2. Bei einer wegen Zahlungsunfähigkeit des Bauträgers nahezu, aber nicht vollständig und mangelfrei fertiggestellten Wohnanlage gehört die Fertigstellung einschließlich der Beseitigung vorhandener Mängel zu den Maßnahmen einer ordnungsgemäßen Verwaltung, die nach § 21 Abs. 3 WEG durch Stimmenmehrheit beschlossen und von jedem Eigentümer nach § 21 Abs. 4 WEG verlangt werden kann; § 22 Abs. 2 WEG ist entsprechend anzuwenden (h.M.). Bei den für eine mangelfreie Fertigstellung der Wohnanlage noch aufzubringenden Kosten handelt es sich um solche im Sinne des § 16 Abs. 2 WEG.

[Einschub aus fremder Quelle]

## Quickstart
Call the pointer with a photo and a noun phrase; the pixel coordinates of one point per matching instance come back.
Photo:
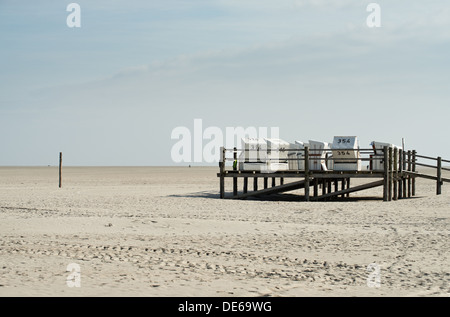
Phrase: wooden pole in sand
(395, 174)
(413, 189)
(386, 174)
(307, 173)
(409, 176)
(390, 174)
(222, 172)
(404, 177)
(235, 169)
(60, 169)
(439, 176)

Die Kosten sind nach dem maßgeblichen Verteilungsschlüssel (hier: § 16 Abs. 2 WEG) auch unter Einbeziehung des teilenden Eigentümers (auch hinsichtlich bisher nicht veräußerter Wohnungen) umzulegen. Es mag sein, dass Ersterwerber im Weg einer Nachschusspflicht wegen der Zahlungsunfähigkeit des Bauträgers dessen Kostenanteile übernehmen müssen, die auf seine noch nicht veräußerten Wohnungen entfallen. Dies muss dann jedoch Gegenstand eines gesonderten Umlagebeschlusses sein, rechtfertigt es aber nicht, den teilenden Eigentümer von vornherein von einer Kostenbeteiligung auszunehmen.
Ohne einen Eigentümerbeschluss, der die Kosten auch auf den teilenden Eigentümer umlegt, können gegen diesen nämlich keine Ansprüche der Wohnungseigentümer verfolgt und durchgesetzt werden (h.M.). Ein solcher Eigentümerbeschluss ist daher nicht verzichtbar, auch wenn nicht verkannt wird, dass im Hinblick auf die Zahlungsunfähigkeit die Wahrscheinlichkeit gering ist, einen tatsächlichen Kostenbeitrag von diesem Eigentümer hinsichtlich von ihm nicht verkaufter Wohnungen erlangen zu können (vgl. hierzu auch BGH, NJW 89, 3018).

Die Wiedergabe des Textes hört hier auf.